Provisional school-level results published to help parents make secondary school choices

Posted by Stephanie Broad | October 27, 2015 | People, policy, politics

Standards continue to rise under the academies programme, which is improving the education of thousands of pupils across the country, Provisional GCSE results show. The results show converter academies are performing 7.2 percentage points above the national average, with 63.3% of pupils achieving the headline measure of over five A* to C GCSEs, including English and maths. 

Alongside this, figures show recently-opened sponsored academies are matching or bettering their performance year-on-year, in spite of the significant challenges of transforming underperforming schools.

Increases over the first few years of performance for sponsored academies demonstrate the rapid improvement, which can be achieved when underperforming schools are taken over by strong sponsors.

For the first time, converter academies make up the single biggest school type of secondary school, representing more than 40% of schools with results out today.

So what do the results mean? Commenting on the publication, Russell Hobby, general secretary of school leaders’ union NAHT said: “We welcome these results as a testament to the hard work of pupils, teachers and school leaders in the face of constant change.

'However, we are dubious about some of the conclusions drawn by the government. We would expect converter academies to outperform the average because they were, by and large, high performing schools before conversion. We would expect sponsored academies to improve more quickly than average because schools with lower results have the space to improve more quickly than schools at the top of the spectrum. Without a proper comparison of like for like - converter academies against high performing maintained schools, and sponsored academies against turnaround maintained schools - these conclusions risk distorting practice and decision making. In reality, as the Chief Inspector of schools has also said today, the type of school matters far less than what is going on inside and there is good practice in both academies and maintained schools.

'It is also wrong to suggest that stability in average results mean that the government's reforms have bedded in. The new 'comparable outcomes' methodology holds national exam results artificially stable while individual schools experience massive swings.

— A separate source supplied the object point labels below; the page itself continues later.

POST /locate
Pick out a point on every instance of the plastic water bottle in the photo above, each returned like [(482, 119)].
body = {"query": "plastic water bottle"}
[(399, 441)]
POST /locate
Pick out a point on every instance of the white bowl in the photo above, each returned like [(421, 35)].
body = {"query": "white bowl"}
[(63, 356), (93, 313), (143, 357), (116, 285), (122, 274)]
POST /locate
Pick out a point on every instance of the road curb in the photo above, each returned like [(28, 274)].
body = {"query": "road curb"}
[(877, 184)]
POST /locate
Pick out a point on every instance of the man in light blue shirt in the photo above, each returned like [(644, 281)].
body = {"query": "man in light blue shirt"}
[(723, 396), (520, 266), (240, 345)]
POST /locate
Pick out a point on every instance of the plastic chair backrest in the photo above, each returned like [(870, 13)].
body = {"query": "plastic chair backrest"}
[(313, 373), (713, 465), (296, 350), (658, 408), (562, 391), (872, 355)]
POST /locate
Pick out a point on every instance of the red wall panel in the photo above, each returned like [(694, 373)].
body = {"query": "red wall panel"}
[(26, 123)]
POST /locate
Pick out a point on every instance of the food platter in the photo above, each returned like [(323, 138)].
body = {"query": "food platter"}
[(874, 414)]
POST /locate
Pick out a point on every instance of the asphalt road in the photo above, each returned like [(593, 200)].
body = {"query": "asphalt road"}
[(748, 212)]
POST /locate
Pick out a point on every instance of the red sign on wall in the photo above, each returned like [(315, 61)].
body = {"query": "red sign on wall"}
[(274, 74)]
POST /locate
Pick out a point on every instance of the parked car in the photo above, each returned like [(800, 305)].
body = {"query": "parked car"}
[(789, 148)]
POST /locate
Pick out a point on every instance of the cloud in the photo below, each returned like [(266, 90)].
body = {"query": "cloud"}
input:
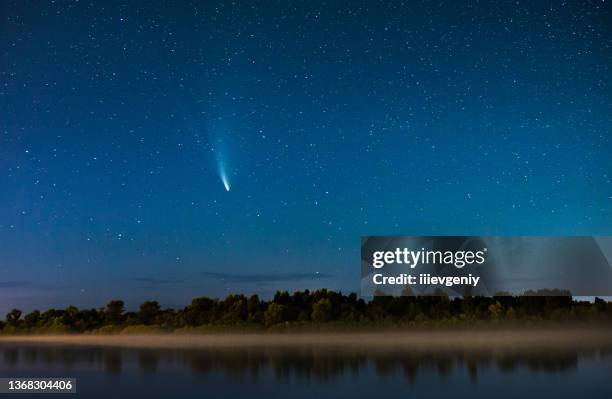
[(153, 281), (265, 278), (14, 284)]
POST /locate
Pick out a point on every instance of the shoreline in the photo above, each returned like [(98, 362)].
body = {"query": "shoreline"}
[(582, 338)]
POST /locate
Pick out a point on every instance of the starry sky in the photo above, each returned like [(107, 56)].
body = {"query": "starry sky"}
[(119, 122)]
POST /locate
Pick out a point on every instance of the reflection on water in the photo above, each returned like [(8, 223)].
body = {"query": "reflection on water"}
[(291, 365)]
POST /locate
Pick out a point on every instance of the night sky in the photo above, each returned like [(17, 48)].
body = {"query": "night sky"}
[(120, 123)]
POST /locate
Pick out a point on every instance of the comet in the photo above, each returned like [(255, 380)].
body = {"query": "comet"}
[(224, 179)]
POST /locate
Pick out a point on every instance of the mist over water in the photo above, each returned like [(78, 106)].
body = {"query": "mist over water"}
[(303, 372)]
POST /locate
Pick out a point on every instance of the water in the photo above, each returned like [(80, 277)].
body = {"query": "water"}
[(311, 372)]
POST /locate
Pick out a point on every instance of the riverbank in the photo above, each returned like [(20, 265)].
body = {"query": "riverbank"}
[(577, 338)]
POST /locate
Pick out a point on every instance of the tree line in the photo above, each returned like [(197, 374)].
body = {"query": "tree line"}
[(303, 308)]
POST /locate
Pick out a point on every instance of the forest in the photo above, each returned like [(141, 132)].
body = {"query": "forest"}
[(313, 309)]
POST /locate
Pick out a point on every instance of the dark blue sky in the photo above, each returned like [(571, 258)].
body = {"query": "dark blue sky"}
[(331, 120)]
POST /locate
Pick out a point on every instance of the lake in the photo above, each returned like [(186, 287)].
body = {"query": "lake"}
[(314, 372)]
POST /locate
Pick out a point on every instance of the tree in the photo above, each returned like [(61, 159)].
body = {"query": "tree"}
[(275, 314), (31, 319), (12, 318), (113, 314), (322, 311), (148, 311)]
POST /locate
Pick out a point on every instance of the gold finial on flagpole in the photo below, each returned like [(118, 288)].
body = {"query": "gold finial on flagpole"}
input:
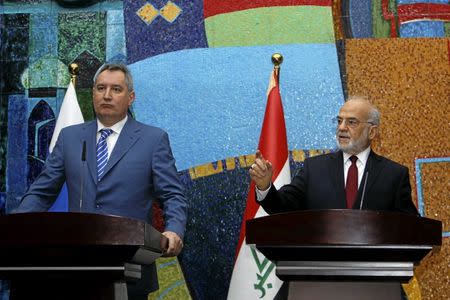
[(277, 60), (73, 70)]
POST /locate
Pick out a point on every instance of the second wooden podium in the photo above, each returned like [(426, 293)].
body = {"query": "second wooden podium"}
[(344, 254), (74, 255)]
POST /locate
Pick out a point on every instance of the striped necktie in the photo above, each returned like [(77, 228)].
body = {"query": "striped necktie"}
[(351, 187), (102, 152)]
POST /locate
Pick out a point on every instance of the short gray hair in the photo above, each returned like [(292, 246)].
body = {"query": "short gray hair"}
[(117, 67)]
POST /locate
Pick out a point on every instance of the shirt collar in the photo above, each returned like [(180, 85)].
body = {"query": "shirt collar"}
[(362, 156), (117, 128)]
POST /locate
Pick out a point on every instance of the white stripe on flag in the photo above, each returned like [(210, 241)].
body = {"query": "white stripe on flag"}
[(69, 114)]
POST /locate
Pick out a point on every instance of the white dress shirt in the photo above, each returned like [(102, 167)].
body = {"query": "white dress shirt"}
[(360, 163)]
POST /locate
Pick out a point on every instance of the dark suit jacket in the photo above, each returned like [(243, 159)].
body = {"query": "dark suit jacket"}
[(141, 168), (319, 184)]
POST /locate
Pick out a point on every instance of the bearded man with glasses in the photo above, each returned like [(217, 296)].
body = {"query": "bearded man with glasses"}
[(355, 177)]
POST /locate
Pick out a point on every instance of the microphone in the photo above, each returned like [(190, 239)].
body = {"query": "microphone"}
[(364, 190), (83, 162)]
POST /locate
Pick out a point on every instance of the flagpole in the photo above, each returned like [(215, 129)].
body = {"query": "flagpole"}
[(277, 60), (73, 70)]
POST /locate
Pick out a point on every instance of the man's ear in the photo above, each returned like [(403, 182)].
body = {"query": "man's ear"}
[(373, 132), (131, 98)]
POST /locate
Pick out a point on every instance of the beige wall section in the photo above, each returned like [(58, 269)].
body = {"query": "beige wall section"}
[(409, 80)]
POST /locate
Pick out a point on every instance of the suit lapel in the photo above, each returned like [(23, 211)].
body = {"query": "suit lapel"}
[(89, 135), (128, 136), (373, 168), (337, 169)]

More importantly, schools are only at the start of turbulent changes to exams. Every single year of students currently at secondary school will sit a different format of exams when they reach sixteen: the biggest changes are still to come at a time of increasing austerity and growing recruitment challenges.

'The government should also do more to celebrate the advantages and opportunities of schools working together. NAHT is undertaking research into groups of schools, as we know that when schools join together in trusts, their appetite and capacity for autonomy will grow rapidly.”